Tenía pensado un texto acerca de las fotos, de la comodidad en lugares absurdos y mediocres (como una cama que te es totalmente ajena, por ejemplo), pero no. Prefiero seguir quejándome del dolor que tengo.

Hola, me duele mucho.


Una vez conocí al diablo, al mismísimo diablo metamorfoseado en una anciana decrépita de unos noventa y pocos años. Tenía ciento tres arrugas, un pañuelo que no le dejaba ver el pelo y un vestido gris largo hasta los pies descalzos. Era de baja estatura, pero a causa de la edad. En general, su aspecto era gris. Se encontraba en la esquina del departamento que estaba alquilando con amigos en la costa, estática, mirando fijo hacia el mar (ya que nos alojábamos a una cuadra del mismo). Una tarde, luego de pasar el día en la playa, me bañé y enfilé hacia el casino para desafiar al azar. Fue la primera vez que la vi. Al pasar por al lado sentí un escalofrío inmenso, la depresión invadió mi mente y mi cuerpo se debilitó por completo. No me podía mover.

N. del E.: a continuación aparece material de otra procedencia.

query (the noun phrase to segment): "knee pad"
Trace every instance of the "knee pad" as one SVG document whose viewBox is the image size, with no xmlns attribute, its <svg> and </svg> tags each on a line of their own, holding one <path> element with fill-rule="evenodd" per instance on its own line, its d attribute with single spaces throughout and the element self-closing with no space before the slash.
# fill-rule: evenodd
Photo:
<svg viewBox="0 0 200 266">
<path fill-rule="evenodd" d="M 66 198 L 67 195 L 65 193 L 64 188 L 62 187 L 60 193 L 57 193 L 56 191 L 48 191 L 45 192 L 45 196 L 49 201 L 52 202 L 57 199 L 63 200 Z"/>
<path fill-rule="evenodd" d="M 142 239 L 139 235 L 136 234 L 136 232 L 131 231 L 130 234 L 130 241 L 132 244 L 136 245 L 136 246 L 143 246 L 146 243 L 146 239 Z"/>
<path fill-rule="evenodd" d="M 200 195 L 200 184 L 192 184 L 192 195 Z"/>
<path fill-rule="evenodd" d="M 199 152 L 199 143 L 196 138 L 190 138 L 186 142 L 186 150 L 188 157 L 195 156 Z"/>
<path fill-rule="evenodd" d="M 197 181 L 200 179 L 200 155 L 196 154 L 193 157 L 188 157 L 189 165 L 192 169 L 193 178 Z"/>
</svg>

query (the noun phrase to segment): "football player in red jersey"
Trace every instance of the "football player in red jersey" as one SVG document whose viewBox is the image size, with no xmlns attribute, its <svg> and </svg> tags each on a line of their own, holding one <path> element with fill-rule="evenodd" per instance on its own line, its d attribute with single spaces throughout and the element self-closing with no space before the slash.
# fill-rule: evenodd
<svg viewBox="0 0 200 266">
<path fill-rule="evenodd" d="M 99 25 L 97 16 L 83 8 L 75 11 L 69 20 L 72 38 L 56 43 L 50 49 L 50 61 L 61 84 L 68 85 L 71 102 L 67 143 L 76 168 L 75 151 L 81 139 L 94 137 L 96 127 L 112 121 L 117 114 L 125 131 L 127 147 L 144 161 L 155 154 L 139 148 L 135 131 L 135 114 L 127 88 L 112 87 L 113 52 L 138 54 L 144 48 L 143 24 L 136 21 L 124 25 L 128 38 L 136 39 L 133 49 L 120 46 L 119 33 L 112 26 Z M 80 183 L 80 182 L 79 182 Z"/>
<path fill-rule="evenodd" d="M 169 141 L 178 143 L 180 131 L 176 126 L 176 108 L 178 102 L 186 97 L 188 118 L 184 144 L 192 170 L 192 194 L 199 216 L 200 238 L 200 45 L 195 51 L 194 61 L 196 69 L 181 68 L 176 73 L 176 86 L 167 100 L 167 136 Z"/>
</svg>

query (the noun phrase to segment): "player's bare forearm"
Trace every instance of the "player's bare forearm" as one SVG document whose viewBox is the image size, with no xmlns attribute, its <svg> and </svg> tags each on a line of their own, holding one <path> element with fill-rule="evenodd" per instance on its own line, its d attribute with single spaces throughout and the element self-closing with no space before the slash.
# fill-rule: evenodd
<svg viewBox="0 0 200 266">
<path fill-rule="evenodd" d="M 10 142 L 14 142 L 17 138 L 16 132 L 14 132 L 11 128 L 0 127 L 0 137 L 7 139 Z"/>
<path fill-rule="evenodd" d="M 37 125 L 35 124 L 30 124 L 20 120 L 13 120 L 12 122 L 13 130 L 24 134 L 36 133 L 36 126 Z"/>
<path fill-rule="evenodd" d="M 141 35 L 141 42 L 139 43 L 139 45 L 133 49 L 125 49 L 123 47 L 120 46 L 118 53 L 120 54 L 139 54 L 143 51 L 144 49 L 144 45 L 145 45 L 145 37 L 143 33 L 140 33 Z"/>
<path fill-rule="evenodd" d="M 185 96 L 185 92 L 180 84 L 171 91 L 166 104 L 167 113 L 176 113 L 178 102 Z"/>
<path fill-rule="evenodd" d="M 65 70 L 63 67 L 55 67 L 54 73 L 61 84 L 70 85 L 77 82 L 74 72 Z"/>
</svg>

- Buenas tardes, yo soy el Diablo -dijo sin mirarme.

La miré un tanto extrañado e intenté seguir mi rumbo. Seguía inmóvil.

- Yo soy el Diablo, vos no sos feliz y va a salir el 3 rojo.
- A mi me gusta el 27 -le dije asustado.
- Jugá al 3 rojo y me lo vas agradecer.

Apenas terminó de hablar logré moverme, empecé a correr hasta llegar al casino y entré. Me senté en la ruleta y aposté todo lo que tenía al 27 rojo. Salió el 3. Perdí todo, y me volví un poco más pobre al departamento. Antes de llegar noté que la anciana ya no estaba en la esquina, sino que me esperaba en la puerta del departamento.

- Te dije que apuestes al 3 rojo.
- Y yo le dije que a mi me gusta el 27.
- Entonces te va a gustar para siempre.

Y así fue como cargo con una maldición imposible de sanar, cada vez que piso un bingo, un casino, o algún lugar que contenga una ruleta apuesto todo lo que tengo al 27 hasta perder.